Triumph Repair: Instrument Voltage Stabilizer, triumph spitfire 1500, voltage stabilizer


Question
QUESTION: The vehicle is a 1974, Triumph Spitfire 1500. On the back of the speedometer is the Instrument Voltage Stabilizer. The voltage stabilizer has 4 connections on it. One set of 2 connectors has the letter "I" (or a #1) by it.  The other set of 2 connectors has a letter "B" by it.

My question is, which wires connect to which of the 4 connectors?

ANSWER: Hi George,
"B" gets the green power wire and "I" gets the light green wire for the two gauges.
Howard

---------- FOLLOW-UP ----------

QUESTION: Howard,

Much thanks for your quick reply.

Of the tangle of wires hanging out of the panel those two wires apparently didn't get labeled. If the 'All Experts' protocol allows me to ask another follow-up question about a different panel item, I will present it now.

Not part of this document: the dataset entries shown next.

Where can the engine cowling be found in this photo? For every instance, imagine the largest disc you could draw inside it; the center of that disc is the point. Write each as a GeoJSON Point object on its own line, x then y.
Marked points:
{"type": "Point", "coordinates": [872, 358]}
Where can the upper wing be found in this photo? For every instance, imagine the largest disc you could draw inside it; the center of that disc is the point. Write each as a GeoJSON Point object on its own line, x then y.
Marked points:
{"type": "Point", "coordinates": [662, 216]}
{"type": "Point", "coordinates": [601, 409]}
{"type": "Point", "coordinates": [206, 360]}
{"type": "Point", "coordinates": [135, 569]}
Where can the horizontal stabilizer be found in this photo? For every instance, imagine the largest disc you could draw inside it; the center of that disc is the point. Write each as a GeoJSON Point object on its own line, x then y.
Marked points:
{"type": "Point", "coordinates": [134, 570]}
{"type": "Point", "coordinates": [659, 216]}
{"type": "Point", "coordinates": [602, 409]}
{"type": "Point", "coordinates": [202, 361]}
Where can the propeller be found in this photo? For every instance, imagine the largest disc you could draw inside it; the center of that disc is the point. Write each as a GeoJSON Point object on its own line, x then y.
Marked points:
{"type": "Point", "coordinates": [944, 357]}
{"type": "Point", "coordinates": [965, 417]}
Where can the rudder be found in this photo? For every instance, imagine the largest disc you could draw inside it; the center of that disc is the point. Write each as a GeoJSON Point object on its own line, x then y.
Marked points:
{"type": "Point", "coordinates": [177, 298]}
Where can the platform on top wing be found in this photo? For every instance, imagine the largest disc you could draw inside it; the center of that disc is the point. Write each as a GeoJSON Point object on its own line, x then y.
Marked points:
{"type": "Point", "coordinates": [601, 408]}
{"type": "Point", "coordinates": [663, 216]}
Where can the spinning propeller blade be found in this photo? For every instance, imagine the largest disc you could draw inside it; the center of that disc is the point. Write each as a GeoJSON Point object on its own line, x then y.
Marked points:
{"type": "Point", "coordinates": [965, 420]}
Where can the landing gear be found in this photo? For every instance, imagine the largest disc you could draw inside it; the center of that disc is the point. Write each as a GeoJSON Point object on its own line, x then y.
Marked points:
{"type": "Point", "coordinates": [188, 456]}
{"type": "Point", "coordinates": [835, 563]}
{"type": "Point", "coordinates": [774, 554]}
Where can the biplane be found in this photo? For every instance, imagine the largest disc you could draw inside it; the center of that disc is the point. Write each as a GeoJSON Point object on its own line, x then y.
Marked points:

Question regarding the Panel Light Rheostat:  The knurled knob, obviously designed to be turned, as one would expect to do when brightening or dimming the lights, is fitted onto a hex shaft that goes through a hex hole at the outer end of the threaded portion of the unit. That threaded portion does not rotate.  

The shaft does not move in and out.

Question: How can a knob turn a hex shaft that goes through a hex hole?  Since I see no way for it to do that, and, the shaft does not move in and out, I am at a complete loss as to how the knob can do anything.  

It's been so long since I drove it I don't remember if it worked at that time.

P.S. Where & how do I rate your answers?

Thanks again, Harold.
George  

Answer
Hi George,
I am Howard not Harold, but you can ask as many questions as you want. As I remember all of the light rheostats that I ever seen on any of the British cars rotated. If the switch has a couple of red wires on one pin and some red w/white tracers on another pin and is large in diameter, than it may be a rheostat but I don't remember any of the older Spitfires having a light rheostat on them. The control knob will be large in diameter also as none had small knobs. Most of the rheostats were open in the back and you could see the coil laid out in a circle and the runner that went on it. Also the back base was made of ceramic and no plastic.